Our country is reflecting on Justice Ruth Bader Ginsberg’s career and contributions to our country both as an advocate and as a jurist. She went to law school during a time that the legal profession consisted mostly of men. Justice Ginsberg graduated at the top of her law school class at Columbia Law in 1957 before teaching and then working for the American Civil Liberties Union. She was originally appointed to the United States Court of Appeals for the D.C. Circuit in 1980 before her nomination to the United States Supreme Court in 1993.
In Minnesota, we also have the benefit of women jurists that succeeded at the time when the bench and bar was a man’s world. In 1982, Justice Mary Jeanne Coyne, for whom I clerked, was appointed to serve on the Minnesota Supreme Court, joining Justice Rosalie Wahl.
Like Justice Ginsberg, Justice Coyne finished law school in 1957. Justice Coyne graduated second in her class. She was only the fourth woman to ever serve on the prestigious Minnesota Law Review during law school. (Her law school classmates included Vice President Walter Mondale and federal judge Harry MacLaughlin). Justice Coyne went on to serve as a judicial clerk, working for Justice Leroy E. Matson at the Minnesota Supreme Court.
In the early 1960’s, it was a rarity for a woman to work as an attorney. And, when they did, it was usually in estate planning and family law. Justice Coyne, however, became an attorney for the Minneapolis firm now known as Meagher & Geer. She argued more than 100 cases before the Minnesota Supreme Court and the United States Court of Appeals for the Eighth Circuit. She was known as one of the premier appellate advocacy attorneys in the history of the state. She was an appellate attorney legend.
I served as Justice Coyne’s law clerk during the 1989-90 term. At that time, her chambers were in the Capitol building overlooking the front lawn. She shared a reception area with Justice Wahl and the two had a close relationship as the only two women on the court. The two judges would often invite their law clerks for lunch together and we would order pizza from St. Paul’s famous Cossetta’s.
A true story that was often repeated around chambers involved Justice Coyne’s encounter with bats. Her attic at home had a bat infestation. Those bats would show up from time to time and fly around her house. Justice Coyne would enlist the help of law clerks armed with tennis rackets to help escort the bats out of the house. She would have a law clerk stand on one side of the room as they waved the rackets at the bats with an open window. Justice Wahl so enjoyed those stories and the law clerks could frequently hear the two high court justices making jokes about the bat trials.
The entire Court was a collegial group. Chief Justice Peter Popovich would pop into the law clerk area and remind us that “justice delayed is justice denied” in a not so subtle reminder to work hard. Justice Lawrence Yetka would tell us about the secret underground river below the Capitol and other historical tidbits. Justice John Simonett would enthusiastically recite “Casey at the Bat” and bring down the house.

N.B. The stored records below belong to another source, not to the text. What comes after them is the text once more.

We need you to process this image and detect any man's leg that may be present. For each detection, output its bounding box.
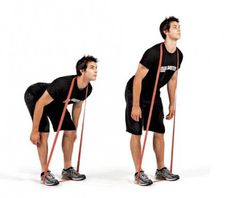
[130,134,152,186]
[62,131,76,169]
[37,133,59,186]
[62,131,86,181]
[153,133,179,181]
[130,135,141,172]
[153,133,165,169]
[37,133,49,172]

Justice Glenn Kelley would stop by the chambers to see how everyone was doing. Justice Sandy Keith would regale us with stories about his time as the Lieutenant Governor and in the Minnesota Senate.
Many legal historians frequently place a label on a judicial approach based upon the political party of the governor making the appointment to the court. Governor Rudy Perpich, a DFLer, appointed Justice Wahl and Governor Al Quie, a Republican, appointed Justice Coyne. As law clerks, we learned that those labels were not accurate. We quickly realized that the two of them came to the same result perhaps with different approaches. The political label did not apply. The two rarely disagreed over the outcome of a case.
Justice Coyne was also known for saying that, “A wise old man and a wise old woman often reach the same conclusion” – a statement that Justice Ginsberg had been known to quote. Each of these jurists have shown us that all citizens are important and contribute to our effort to create a more perfect union.